Formatieve lessen uit peilingsonderzoek: de toegevoegde waarde van mixture IRT-modellen
Trefwoorden:
Samenvatting
Sinds 2002 worden in Vlaanderen peilingen georganiseerd. Zij vormen een cruciaal element in de kwaliteitscontrole voor het Vlaamse onderwijs. Peilingsonderzoek wordt voornamelijk uitgevoerd om summatief een uitspraak te doen over het onderwijsniveau: hoeveel leerlingen bereiken op het einde van een onderwijsniveau de minimumdoelstellingen voor een bepaald domein?
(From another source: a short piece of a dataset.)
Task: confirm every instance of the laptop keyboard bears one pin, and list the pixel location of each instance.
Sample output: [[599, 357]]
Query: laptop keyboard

Beleidsmakers en het onderwijsveld willen echter ook meer formatieve lessen uit deze peilingsonderzoeken kunnen trekken.Welke specifieke thema’s leveren problemen op voor bepaalde studenten? En wie zijn deze studenten? In deze paper wordt geïllustreerd hoe mixture IRT-modellen een belangrijke aanvulling kunnen vormen op de traditionele rapportering over peilingsonderzoek. Zij bieden de mogelijkheid op een inhoudelijk zinvolle manier subgroepen van leerlingen te onderscheiden en hieruit lessen te trekken over waar er zich specifieke problemen voordoen. Dit wordt geïllustreerd op basis van data uit de Vlaamse peiling wiskunde in de eerste graad secundair onderwijs A-stroom in 2009. Uit de analyses blijkt dat twee groepen leerlingen specifieke problemen ondervinden bij werken met veeltermen. Eén groep ondervindt specifiek problemen bij het werken met merkwaardige producten, een andere groep blijkt enkel basisopgaven met betrekking tot eerstegraadsvergelijkingen enigszins onder de knie te hebben. Telkens gaat het om ongeveer één derde van de leerlingen.